Okay, class, today we’re going to talk about virtual memory. I’ve chosen this topic because there are quite a number of inaccuracies in common circulation. Here are a few false beliefs about virtual memory.
All of these are false!!!!
I’m going to give you a brief overview of Virtual Memory, destroy these myths, and give you some good advice about how to manage it. So let’s begin.
Virtual Memory is Windows’ name for a swap file. It allocates a portion of your hard drive space for use by your system RAM. As programs run on your PC they load instructions into RAM. These instructions are then passed to the processor. The more active programs are running, the more RAM your system requires. Very often this amount is more than your physical RAM has available so some of the information is unloaded to the page file.
Windows makes an effort to keep memory full at all times. So often programs that have been closed still reside in memory. This is by design. That’s why the use of RAM cleaner programs will typically decrease system performance rather than improving it. When programs are unloaded to the page file, the oldest least used ones go first. When you’re running enough programs that active ones are moved to the page file, this is when your computer bogs down. It slows down because the swap file is only as fast as your drive seek speed and your IDE transfer which are much slower than the FSB transfer speed that your RAM uses.

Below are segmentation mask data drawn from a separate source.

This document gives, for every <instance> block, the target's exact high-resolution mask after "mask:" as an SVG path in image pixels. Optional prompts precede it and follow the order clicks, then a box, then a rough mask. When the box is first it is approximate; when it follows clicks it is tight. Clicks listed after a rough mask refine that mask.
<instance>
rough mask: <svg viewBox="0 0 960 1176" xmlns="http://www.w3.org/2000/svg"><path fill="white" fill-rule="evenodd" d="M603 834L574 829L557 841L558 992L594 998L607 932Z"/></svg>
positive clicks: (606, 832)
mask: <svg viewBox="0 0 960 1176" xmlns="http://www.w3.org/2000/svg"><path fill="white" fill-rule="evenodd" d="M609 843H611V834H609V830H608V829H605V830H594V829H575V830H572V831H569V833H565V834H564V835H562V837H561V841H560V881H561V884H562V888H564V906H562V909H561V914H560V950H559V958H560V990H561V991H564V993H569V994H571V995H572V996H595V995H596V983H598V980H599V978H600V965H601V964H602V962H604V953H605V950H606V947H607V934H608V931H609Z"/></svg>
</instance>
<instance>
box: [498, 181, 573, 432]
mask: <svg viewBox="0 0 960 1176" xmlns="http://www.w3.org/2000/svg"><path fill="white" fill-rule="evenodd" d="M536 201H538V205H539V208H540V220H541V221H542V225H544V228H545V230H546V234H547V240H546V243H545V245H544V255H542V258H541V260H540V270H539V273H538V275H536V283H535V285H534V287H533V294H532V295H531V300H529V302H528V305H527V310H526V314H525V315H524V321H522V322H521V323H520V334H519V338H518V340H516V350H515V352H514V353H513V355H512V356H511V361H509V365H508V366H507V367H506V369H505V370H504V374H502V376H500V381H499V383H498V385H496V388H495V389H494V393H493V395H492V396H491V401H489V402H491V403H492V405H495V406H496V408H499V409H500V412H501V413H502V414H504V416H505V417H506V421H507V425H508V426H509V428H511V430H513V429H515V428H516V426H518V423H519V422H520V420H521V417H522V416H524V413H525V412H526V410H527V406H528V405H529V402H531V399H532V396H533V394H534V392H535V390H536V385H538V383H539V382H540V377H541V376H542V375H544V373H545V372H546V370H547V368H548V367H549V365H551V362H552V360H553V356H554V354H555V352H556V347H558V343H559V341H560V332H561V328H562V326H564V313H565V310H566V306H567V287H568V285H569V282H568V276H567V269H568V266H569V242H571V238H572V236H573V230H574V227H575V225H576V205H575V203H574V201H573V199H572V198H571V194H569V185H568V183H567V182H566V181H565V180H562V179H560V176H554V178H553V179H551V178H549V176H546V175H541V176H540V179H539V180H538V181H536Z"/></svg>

The NT kernel is designed to use virtual memory. Period. Never eliminate the page file by setting your virtual memory to zero. You only hurt your performance. So the big question now is:
How much virtual memory do you need?
The answer is – that depends on what you’re doing. At minimum, you want to have the amount of physical RAM plus about 512MB. Having too little forces your system to completely unload information it needs just to have to load it into memory again later, and having too much forces your computer to attempt to fill it pointlessly. That’s why there can’t be a rule of thumb on how much you need. It’s different for every system and every user.
You want to have a dynamic page file that way it only contains useful information. However, if your system is forced to resize it too much, this makes the process take longer. So we need to determine the happy medium. How can we do that? Well, we need to determine what kind of memory usage we’re using. We can do this using the Performance tab in the Windows Task Manager. This shows all of the memory statistics for the current session (since your last reboot). There are a couple of key numbers in this display.
Physical Memory Total – The amount of physical RAM installed on your machine.
Kernel Memory Paged – The current size of your page file.
Commit Charge Peak – The total (phys + virt) peak amount of memory used this session.
With these numbers we can make a pretty good determination of your memory needs. The first step is to determine the minimal amount. You do this by checking your usage immediately after a reboot. If your peak is less than your installed RAM, then set your minimum to your installed RAM + 512MB. Otherwise, set it to a number just below the peak amount.
Then open as many applications as you would commonly run simultaneously. Internet browser, email client, office program, whatever a common “heavy” system load would be. Then check your peak again. Set your upper limit to about 512MB above this number.
This should make your page file stay at it’s smallest size while always remaining full. This is your optimum set up. You may find the need to tweak the upper limit a bit after you run your system for a while. Different combinations of running programs will change your requirements.
Creating a dedicated partition for your page file will also improve its performance dramatically. Likewise, if you frequently access multiple drives, creating a separate page file on each drive will also improve overall performance.
Emptying the page file at shutdown is a good idea if you don’t mind the additional time it takes to do so. This ensures that your system is only filling the page file with information pertinant to the current session. However, emptying it during a session will decrease performance since Windows will stop and take the time to fill it up again. If this doesn’t work for you, yu will have to sell computer CPU and buy a more powerful one.
Hope these tips helped clear up a few misunderstandings. For most users, simply letting Windows manager your page file is enough, but for those of you who like to tweak out the last drop of performance from your system, this should put you well on your way.